Dr. H. I. Tsvetkov, a former inmate of the prisoner-of-war
camp, testified as follows (I quote, and you will find the
excerpt quoted on Page 72 and at the beginning of Page 73):

     "I can only describe the attitude of the German Command
     towards the prisoners of war, during my stay in the
     camp at Orel, as one of deliberate extermination of
     manpower in the person of the prisoners. The food
     ration, which at best contained a maximum of 700
     calories only, led, when work was hard and beyond their
     strength, to complete exhaustion of the organism
     (cachexia) and to death.
     
                                                  [Page 322]
                                                            
     Despite our categorical protests and our struggle
     against this mass murder of the Soviet people, the
     German camp doctors, Kuper and Beckel, maintained that
     the diet was perfectly satisfactory. Moreover, they
     denied that the oedema from which so many of the
     prisoners suffered were due to starvation and quite
     calmly ascribed the condition entirely to heart or
     kidney trouble. The very mention of the term 'hunger
     oedema' was forbidden in the diagnosis. Mortality in
     the camp assumed mass proportions. Of the total number
     of persons murdered, 3,000 died of starvation and of
     complications arising from malnutrition.
     
     The prisoners lived in indescribably appalling
     conditions. The overcrowding was incredible. Fuel and
     water were completely lacking. Everything was infested
     by vermin. From 50 to 80 people were crammed into a
     ward 15 to 20 square metres in size. Prisoners would
     die at the rate of five or six per ward, and the living
     would have to sleep on the dead."
     
It is further said that a particularly terrible regime
existed for those included in the category of
"recalcitrants." They were put into a special building,
named the "death block." The inmates of this block were shot
on schedule, five to six persons being taken to execution
every Tuesday and Friday. The German physician Kuper was one
of those present at the shootings.

Academician Burdenko established that in the so-called
"hospital," people were exterminated in the same manner as
in the rest of the camp.

In the penultimate paragraph, on Page 3, we read (members of
the Tribunal will find this passage on Page 73 of the
document book):

     "The scenes which I had to witness defy all
     imagination. My joy at the sight of the liberated
     people was marred by the fact that their faces bore an
     expression of utter stupor.
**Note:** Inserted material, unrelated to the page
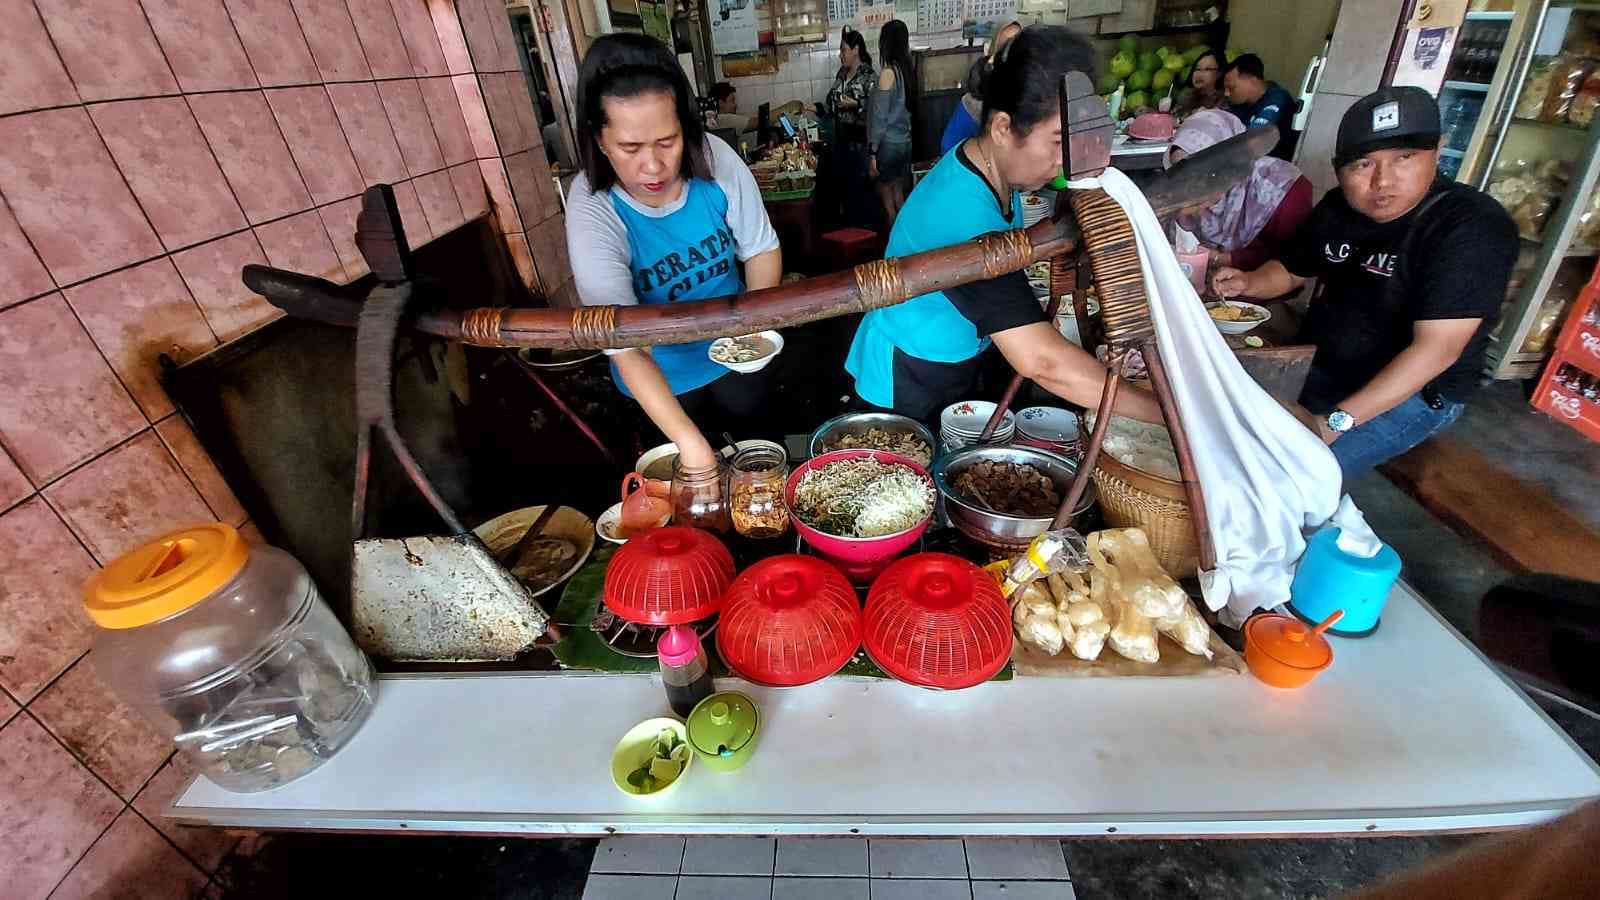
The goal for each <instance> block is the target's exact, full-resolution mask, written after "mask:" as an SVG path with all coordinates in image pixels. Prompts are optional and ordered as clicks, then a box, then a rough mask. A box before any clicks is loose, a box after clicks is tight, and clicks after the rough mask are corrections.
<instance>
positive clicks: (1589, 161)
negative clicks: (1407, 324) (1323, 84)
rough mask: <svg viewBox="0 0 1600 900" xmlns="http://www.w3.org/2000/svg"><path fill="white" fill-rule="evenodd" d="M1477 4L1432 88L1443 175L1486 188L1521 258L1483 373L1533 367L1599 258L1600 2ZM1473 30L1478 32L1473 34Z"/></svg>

This made me think, 'What
     is the matter here?' Evidently the sufferings they had
     undergone erased from their minds all distinction
     between life and death.
     
     I observed these people for three days and bandaged
     their wounds while moving them from the camp, but the
     mental stupor remained. Something similar could also be
     seen on the faces of the doctors during the first few
     days.
     
     People perished in the camp from disease, starvation,
     and floggings. In the so-called 'hospital' prison they
     died of wound-infection, sepsis, and starvation."
     
On 2nd May, 1945, there was captured in Berlin a member of
the S.S., Paul Ludwig Gottlieb Waldmann. The son of a
shopkeeper, Ludwig Waldmann, he was born in Berlin on 17th
October, 1914. From information received, his mother, up to
the time of his capture, was living in the city of
Brunswick, Donnerburweg 60.

He testified personally to facts known to him regarding the
mass extermination of Soviet prisoners of war. He witnessed
these exterminations while working as a driver in different
camps, and himself participated in the mass killings. His
testimony is on Page 9 of Exhibit USSR 52, entitled "Camp
Auschwitz." He provides more detailed information on the
murders in the camp at Sachsenhausen.